With both Canon and Sony, if you shoot raw and the same shutter speed and f/number, then ISO 50 and ISO 100 produce the same raw data. So you could've shot at ISO 100 with the same result (but lowering "exposure" in post could be required with ISO 100)
The issues are 1) you'd need additional processing and 2) how you'd know to take on F11 (instead of F16) to purposely lower one-stop at scenes? You might to take on F8 or F9 that will over-expose quite lots that you'd be unable to recover highlight. This is simply unpractical in real scenes. I want to expose correctly regardless ISO.
The issue with extended ISO 50 is that it may show no highlight clipping in the histogram but there's clipping.
It's just one-stop prone in highlight clipping, true. But as I said I only used ISO 50 in airshow events on prop-driven planes under bright sunlight. I'd not worry in highlight clipping on boring sky as nothing needs to recover ;-)
1.no more processing, in fact less. Lots of experience, can judge what aperture and more importantly length of exposure, after a few shots, you know what time you can use.
As I said, I only used ISO 50 in airshow events on prop-driven planes, not landscape. It's simply unpractical to test exposures ;-) Why don't expose correctly on whatever ISO?
lf l was not getting long enough, l just dropped the ISO down to 50. On Sony for some reason l'm not getting long enough exposures. I though with more dynamic range l could get longer but it is the opposite. Struggling to even get 30 seconds with a 10 stop, even on a cloudy day.

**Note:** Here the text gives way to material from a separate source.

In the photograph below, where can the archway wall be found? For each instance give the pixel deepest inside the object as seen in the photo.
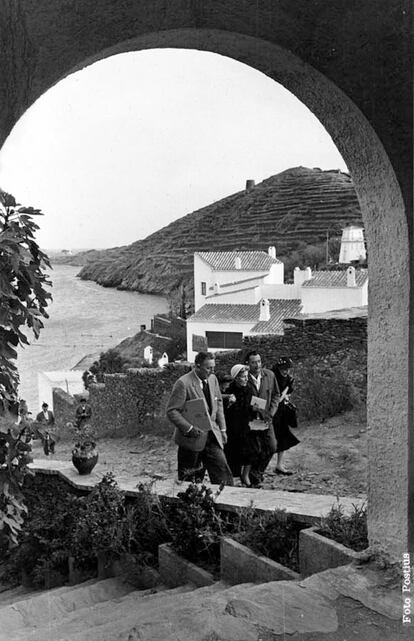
(336, 59)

Just wondering why you'd need to expose so long if a 10-stop is still not sufficient even under bright sunlight? You'd not get better result on more than 60 sec on water. Now I have two 82mm BT ND filters, 3-stop and 6-stop that can stack together to be a 9-stop which is sufficient to me. I use them via several step-down adapters to use on various lenses, max throat size is 82mm.
Why don't you use ND filters? You can take off in a second, same as changing ISO.
Unpractical and very inconvenient in airshow events. The scenes are changing rapidly. Frequently jet and prop-driven planes mixed each other, such as in so-called heritage flight where 3-gen planes (WWI prop-driven, Korean/Vietnam war old jet and modern stealth jet) fly together or follow each other quickly. Usually you use long lens, such as 100-400 GM or 200-600 G etc that would require a pretty big filter. You are unable to mount/un-mount screw-in filters on these lenses in seconds ;-) You'd miss many opportunities. You could try magnetic attachable filters but then would be bulky, expensive and still not secured as they could throw away in rapid waving of the lens, lol. It's just not practical and doesn't make a sense. Fortunately by lowing ISO 50 is sufficient that aperture will not be more than F16 even under bright sunlight usually so no worth to use a filter.
A ND filter is more appropriate in motor-sports however as the shutter speed is even much lower such as 1/30~60 and the scenes/lights don't change rapidly.
lt is cloudy today, not sunny, if sunny l would only be getting about 10 seconds.
What kind of water topic photos you take if you could give a few samples with full EXIF? Wondering why you'd need one or more mins exposure?